「ゲーム中にファンがブォーンとうるさい」「本体が熱い」は、ゲーミングPCでよくある悩みです。原因のほとんどは熱。高負荷でパーツが発熱し、それを冷やそうとファンが高速回転するためです。この記事では、手軽な順に原因と対策を整理します。
なぜうるさく・熱くなるのか
重いゲームをプレイすると、CPUやGPUが大量の電力を使い、それが熱に変わります。パーツが高温になると、冷やすためにファンが高速回転し、「ブォーン」という音が大きくなります。つまり、騒音と発熱はセットの問題です。
加えて、ホコリ詰まりや風通しの悪い設置環境は、熱がこもってファンがさらに回る悪循環を生みます。対策は「熱を減らす・逃がす」がポイントです。
なお、この熱は最終的に部屋へ出ていきます。夏は冷房がそれを外へ運び出すので、PC本体とは別に電気代がかかります。どれくらい上乗せされるかはゲーミングPCの電気代で計算しています。
対策は手軽な順に試す
- 1. 設定を見直す(いちばん手軽)
- 電源プランを過剰に高性能にしない、ゲームのフレームレートに上限を設ける、ファンの回転カーブを調整する、といったソフト面の調整で、無駄な発熱とファン音を抑えられます。
- 2. ホコリを掃除する
- 吸気口やフィルター、内部にたまったホコリは冷却効率を大きく下げます。エアダスターで定期的に掃除しましょう。
- 3. 設置環境を整える
- 壁や物から少し離し、風通しを確保します。フローリングや机に直置きだと振動が増幅されることもあるので、防振マットも有効です。
- 4. 冷却パーツを強化する
- ここまでで改善しないなら、CPUクーラーの交換やCPUグリスの塗り直し、ケースファンの追加を検討します。水冷クーラーは静音性に優れる場合があります。
ゲーミングノートの場合
ノートPCは小さな筐体に高性能パーツを詰め込んでいるぶん、構造的にデスクトップよりうるさく・熱くなりやすいです。対策の考え方は同じですが、ノートならではのポイントがあります。
- 底面の吸気をふさがない
- ノートは底面から吸気するモデルが多く、布団やひざの上に置くと一気に熱がこもります。硬い机の上で使うのが基本。冷却台(クーラースタンド)で底面を浮かせるのも効果的です。
- パフォーマンスモードを使い分ける
- メーカー製ユーティリティ(ARMOURY CRATEなど)で「静音モード」に切り替えると、性能と引き換えにファン音を抑えられます。軽いゲームや普段使いでは静音モードで十分です。
- 分解掃除は慎重に
- ノートの内部清掃は分解が必要で、保証が切れる場合もあります。吸排気口の外側からのエアダスターまでにとどめ、それ以上はメーカーに相談しましょう。

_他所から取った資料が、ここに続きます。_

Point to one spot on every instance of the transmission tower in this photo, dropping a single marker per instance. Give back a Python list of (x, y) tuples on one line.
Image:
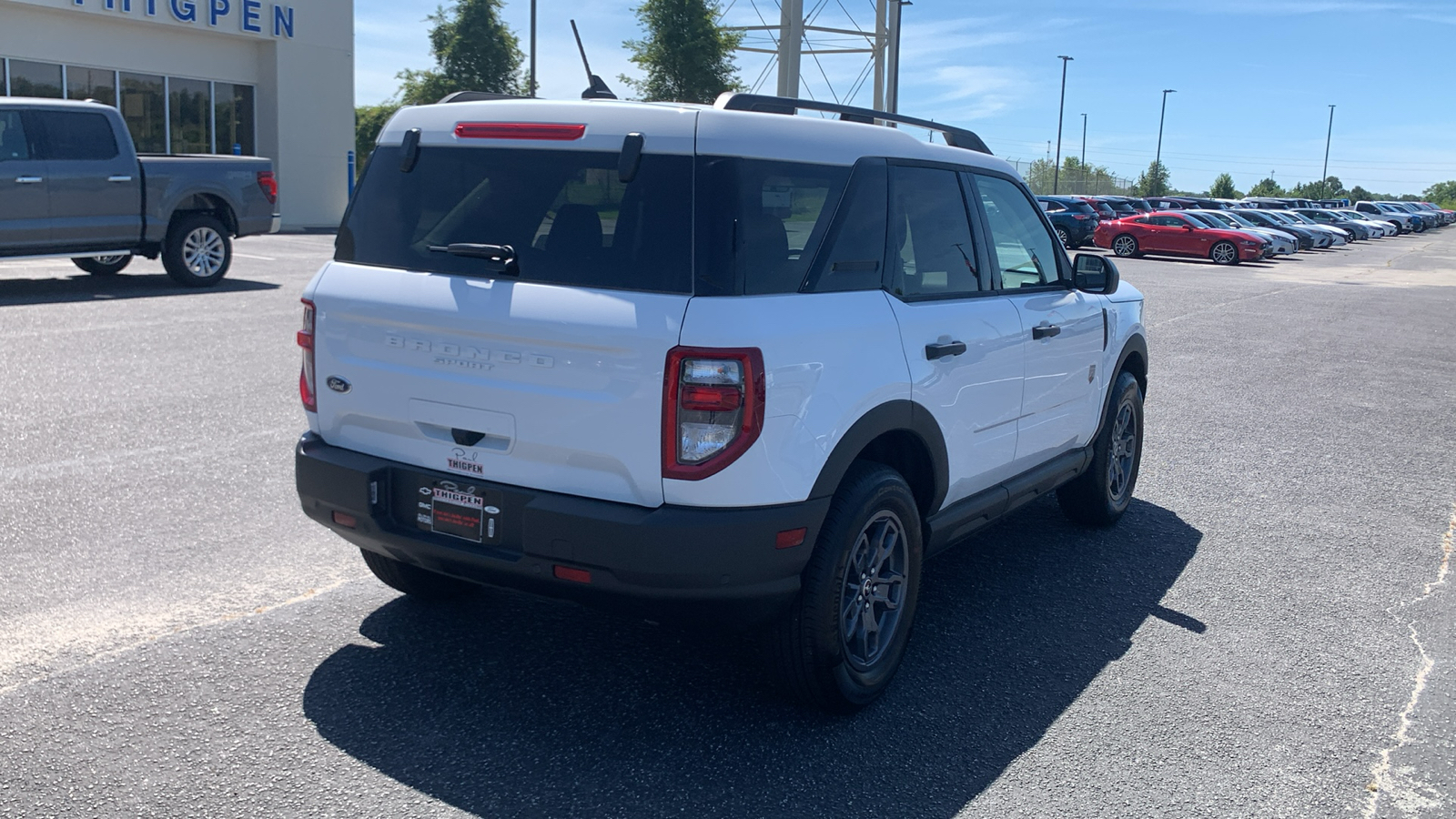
[(801, 35)]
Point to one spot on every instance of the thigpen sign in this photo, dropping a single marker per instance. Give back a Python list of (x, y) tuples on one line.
[(249, 14)]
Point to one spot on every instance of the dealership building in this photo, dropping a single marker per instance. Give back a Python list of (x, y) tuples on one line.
[(259, 77)]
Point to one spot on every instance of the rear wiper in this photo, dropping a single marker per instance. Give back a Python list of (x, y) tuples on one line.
[(499, 258)]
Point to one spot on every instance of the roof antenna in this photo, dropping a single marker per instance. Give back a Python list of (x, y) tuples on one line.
[(599, 89)]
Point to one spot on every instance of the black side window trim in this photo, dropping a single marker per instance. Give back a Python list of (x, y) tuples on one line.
[(983, 227), (977, 238)]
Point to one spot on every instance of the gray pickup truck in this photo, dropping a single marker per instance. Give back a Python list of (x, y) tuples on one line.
[(73, 186)]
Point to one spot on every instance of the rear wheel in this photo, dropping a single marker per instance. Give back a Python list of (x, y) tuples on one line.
[(102, 266), (842, 640), (1125, 245), (1223, 252), (198, 249), (414, 581)]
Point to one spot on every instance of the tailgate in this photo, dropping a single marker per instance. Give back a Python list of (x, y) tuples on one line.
[(535, 385)]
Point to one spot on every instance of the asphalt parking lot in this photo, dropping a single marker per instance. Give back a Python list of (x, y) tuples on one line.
[(1267, 632)]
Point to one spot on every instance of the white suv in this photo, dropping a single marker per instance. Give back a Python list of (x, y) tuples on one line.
[(706, 361)]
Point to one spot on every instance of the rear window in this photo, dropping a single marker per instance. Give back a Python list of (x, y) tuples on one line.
[(567, 215)]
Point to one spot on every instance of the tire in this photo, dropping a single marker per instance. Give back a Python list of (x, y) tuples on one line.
[(198, 249), (824, 649), (1223, 252), (1126, 245), (102, 266), (414, 581), (1099, 496)]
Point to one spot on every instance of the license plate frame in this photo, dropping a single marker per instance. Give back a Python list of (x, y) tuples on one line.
[(459, 509)]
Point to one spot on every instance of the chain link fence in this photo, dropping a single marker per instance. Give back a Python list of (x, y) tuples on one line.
[(1038, 177)]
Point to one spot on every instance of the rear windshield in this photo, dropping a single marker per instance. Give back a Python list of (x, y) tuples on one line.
[(567, 215)]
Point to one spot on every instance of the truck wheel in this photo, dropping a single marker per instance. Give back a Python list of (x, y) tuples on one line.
[(842, 640), (198, 251), (102, 266), (414, 581), (1099, 496)]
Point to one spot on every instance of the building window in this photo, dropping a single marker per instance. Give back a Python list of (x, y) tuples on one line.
[(35, 79), (233, 106), (91, 84), (191, 120), (145, 111)]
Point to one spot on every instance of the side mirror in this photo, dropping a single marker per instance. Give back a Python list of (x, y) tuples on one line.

静音性を最優先するなら、そもそも冷却に余裕のあるデスクトップのほうが有利です。
「熱い」をそのままにしない
高温の状態が続くと、性能が落ちたり(サーマルスロットリング)、パーツの寿命を縮めたりします。とくにCPUやGPUが常に高温になっている場合は、掃除や設置の見直しを早めに行いましょう。冷却が改善すれば、結果的にファン音も静かになります。
よくある質問
Q.ファンがうるさいのは故障ですか?
A.多くの場合は故障ではなく、熱を冷やすための正常な動作です。ただし常に最大回転で唸る、異音がする場合は、ホコリ詰まりやファンの劣化が疑われます。
Q.いちばん手軽な対策は?
A.設定の見直しです。電源プランの調整やfpsの上限設定で、無駄な発熱とファン音を減らせます。次にホコリ掃除が効果的です。
Q.静かなゲーミングPCにするには?
A.掃除と設置環境の改善が基本。さらに静かにしたいなら、性能の高いCPUクーラー(水冷など)や静音ケース、静音ファンへの交換が有効です。
Q.ゲーミングノートがうるさいのは仕方ない?
A.小さな筐体に高性能パーツを積んでいるため、デスクトップよりファン音は大きくなりがちです。底面の吸気を確保する、冷却台を使う、静音モードに切り替える、といった対策で軽減できます。
まとめ・次に読みたい記事
ゲーミングPCのうるささ・熱さは、「設定 → 掃除 → 設置環境 → 冷却強化」の順に対策するのが効率的です。原因の多くは熱なので、冷却を改善すればファン音も自然と静かになります。